SÉLIM MAZARI ET DMITRY SHISHKIN À LA ROQUE D’ANTHÉRON

Soleil, cigales et sensations retrouvées au grand rendez-vous pianistique du Festival International de Piano de la Roque d’Anthéron, qui bat son plein depuis le 18 juillet. Toutes les générations de pianistes s’y croisent depuis 42 ans, toujours plus nombreux. Parmi eux, Sélim Mazari et Dmitry Shishkin, deux personnalités aux antipodes, le premier tout juste trentenaire, le second pas encore, ont séduit le public en ce tout début août. 

Après deux années de contraintes et de résistance, dans un contexte sanitaire qui avait obligé René Martin à réduire, à adapter la programmation, à renoncer temporairement à certains lieux, à limiter la présence du public, le festival a retrouvé sa dimension, son plein régime, et son public répond plus que jamais présent, les concerts du soir sous la conque affichant très souvent complet.
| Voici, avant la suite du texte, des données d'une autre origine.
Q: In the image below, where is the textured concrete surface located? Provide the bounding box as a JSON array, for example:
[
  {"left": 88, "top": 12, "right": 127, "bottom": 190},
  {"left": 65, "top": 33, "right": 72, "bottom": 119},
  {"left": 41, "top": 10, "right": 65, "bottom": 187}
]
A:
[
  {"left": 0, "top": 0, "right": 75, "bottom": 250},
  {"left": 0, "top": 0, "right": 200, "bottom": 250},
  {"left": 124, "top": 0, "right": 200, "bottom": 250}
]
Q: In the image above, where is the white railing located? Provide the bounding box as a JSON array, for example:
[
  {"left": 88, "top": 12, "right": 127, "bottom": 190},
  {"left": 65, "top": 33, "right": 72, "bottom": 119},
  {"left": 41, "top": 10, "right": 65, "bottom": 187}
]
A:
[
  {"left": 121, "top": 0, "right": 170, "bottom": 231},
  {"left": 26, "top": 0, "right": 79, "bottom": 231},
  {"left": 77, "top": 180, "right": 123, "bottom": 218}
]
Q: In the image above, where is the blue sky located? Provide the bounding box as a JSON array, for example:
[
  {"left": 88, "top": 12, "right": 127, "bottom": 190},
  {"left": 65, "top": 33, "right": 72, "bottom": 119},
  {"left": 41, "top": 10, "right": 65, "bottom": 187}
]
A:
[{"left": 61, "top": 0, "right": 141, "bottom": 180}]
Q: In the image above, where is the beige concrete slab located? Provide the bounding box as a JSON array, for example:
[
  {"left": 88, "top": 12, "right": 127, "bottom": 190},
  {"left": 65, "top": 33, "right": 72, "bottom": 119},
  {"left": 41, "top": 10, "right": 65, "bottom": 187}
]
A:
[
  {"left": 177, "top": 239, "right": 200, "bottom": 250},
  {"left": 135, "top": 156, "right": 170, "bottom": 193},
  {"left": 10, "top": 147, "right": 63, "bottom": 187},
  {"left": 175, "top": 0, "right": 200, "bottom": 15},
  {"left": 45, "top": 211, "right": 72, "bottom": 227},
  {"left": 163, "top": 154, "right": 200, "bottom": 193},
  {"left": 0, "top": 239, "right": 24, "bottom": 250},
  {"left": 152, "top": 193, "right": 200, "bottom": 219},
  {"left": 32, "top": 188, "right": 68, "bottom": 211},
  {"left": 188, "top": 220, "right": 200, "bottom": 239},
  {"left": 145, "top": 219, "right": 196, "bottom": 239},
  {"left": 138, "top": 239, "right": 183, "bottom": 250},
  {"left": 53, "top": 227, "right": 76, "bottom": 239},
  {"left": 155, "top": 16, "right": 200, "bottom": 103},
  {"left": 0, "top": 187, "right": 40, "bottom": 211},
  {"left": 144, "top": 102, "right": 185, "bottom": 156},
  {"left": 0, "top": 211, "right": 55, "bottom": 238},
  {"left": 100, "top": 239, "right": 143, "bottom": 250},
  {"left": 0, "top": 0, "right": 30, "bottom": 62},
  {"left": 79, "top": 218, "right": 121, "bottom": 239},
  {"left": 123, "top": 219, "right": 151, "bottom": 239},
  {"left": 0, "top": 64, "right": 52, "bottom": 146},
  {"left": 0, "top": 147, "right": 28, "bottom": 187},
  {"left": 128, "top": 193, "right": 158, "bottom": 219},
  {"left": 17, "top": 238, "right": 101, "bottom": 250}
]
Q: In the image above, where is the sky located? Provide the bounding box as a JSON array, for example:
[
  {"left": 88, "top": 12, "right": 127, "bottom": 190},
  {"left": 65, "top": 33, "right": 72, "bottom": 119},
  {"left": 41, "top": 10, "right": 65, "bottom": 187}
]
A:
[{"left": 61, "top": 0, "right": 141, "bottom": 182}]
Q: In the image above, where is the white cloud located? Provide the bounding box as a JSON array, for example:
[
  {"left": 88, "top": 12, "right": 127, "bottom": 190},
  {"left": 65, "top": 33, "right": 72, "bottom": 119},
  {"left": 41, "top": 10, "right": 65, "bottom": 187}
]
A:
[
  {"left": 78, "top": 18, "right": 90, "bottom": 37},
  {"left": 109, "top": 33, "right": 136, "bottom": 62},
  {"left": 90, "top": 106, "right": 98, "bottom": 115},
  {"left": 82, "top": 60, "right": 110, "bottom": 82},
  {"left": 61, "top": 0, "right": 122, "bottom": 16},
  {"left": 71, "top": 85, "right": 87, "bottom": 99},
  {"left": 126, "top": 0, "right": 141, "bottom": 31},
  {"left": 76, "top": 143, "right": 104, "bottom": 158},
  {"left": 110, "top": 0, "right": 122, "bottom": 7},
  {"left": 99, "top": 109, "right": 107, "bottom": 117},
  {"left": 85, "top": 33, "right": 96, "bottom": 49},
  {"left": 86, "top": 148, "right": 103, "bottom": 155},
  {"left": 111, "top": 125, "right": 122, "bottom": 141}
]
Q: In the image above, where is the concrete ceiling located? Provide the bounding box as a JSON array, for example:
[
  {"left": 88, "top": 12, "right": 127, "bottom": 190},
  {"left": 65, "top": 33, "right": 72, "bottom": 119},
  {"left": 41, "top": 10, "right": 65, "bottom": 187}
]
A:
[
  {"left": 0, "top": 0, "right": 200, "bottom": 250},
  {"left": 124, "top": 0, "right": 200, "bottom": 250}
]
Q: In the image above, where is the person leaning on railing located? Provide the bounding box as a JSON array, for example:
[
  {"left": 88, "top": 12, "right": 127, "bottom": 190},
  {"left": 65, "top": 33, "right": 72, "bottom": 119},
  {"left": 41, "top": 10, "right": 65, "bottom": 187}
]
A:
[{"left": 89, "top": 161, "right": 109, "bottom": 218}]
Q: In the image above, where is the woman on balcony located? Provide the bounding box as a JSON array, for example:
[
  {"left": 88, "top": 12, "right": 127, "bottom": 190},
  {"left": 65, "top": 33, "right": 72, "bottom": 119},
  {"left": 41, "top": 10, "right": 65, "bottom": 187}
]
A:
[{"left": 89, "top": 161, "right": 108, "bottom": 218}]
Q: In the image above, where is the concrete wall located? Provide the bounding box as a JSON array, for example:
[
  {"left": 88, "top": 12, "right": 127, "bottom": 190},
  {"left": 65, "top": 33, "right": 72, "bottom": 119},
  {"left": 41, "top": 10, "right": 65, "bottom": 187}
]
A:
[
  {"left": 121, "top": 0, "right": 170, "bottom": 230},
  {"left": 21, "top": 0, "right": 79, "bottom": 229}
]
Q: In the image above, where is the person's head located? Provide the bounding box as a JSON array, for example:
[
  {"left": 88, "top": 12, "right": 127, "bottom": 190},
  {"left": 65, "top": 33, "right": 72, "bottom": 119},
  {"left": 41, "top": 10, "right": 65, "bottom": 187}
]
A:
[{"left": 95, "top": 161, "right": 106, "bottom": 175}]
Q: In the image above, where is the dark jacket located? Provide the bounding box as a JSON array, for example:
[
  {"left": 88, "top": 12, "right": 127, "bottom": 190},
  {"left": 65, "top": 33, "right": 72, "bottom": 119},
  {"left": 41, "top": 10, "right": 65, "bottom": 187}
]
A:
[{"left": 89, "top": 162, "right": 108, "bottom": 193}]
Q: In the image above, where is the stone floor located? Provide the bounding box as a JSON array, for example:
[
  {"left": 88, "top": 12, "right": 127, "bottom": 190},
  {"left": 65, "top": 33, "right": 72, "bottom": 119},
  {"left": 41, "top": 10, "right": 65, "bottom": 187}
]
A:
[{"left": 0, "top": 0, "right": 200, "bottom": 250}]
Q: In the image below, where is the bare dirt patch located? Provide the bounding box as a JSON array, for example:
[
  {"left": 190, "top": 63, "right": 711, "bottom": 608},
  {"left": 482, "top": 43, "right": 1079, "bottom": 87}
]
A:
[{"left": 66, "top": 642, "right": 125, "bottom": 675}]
Plus de concerts de dix-sept heures dans l’allée bordée de platanes formant ogive : la scène sur l’eau du Parc Florans accueille désormais un récital en fin d’après-midi, à dix-huit heures, avant le traditionnel concert du soir. De même, plus de concert matutinal expérimenté deux années successives, les gradins et la scène rapidement inondés du soleil levant mais déjà mordant, mais un frais rendez-vous matinal au Centre Culturel Marcel Pagnol. 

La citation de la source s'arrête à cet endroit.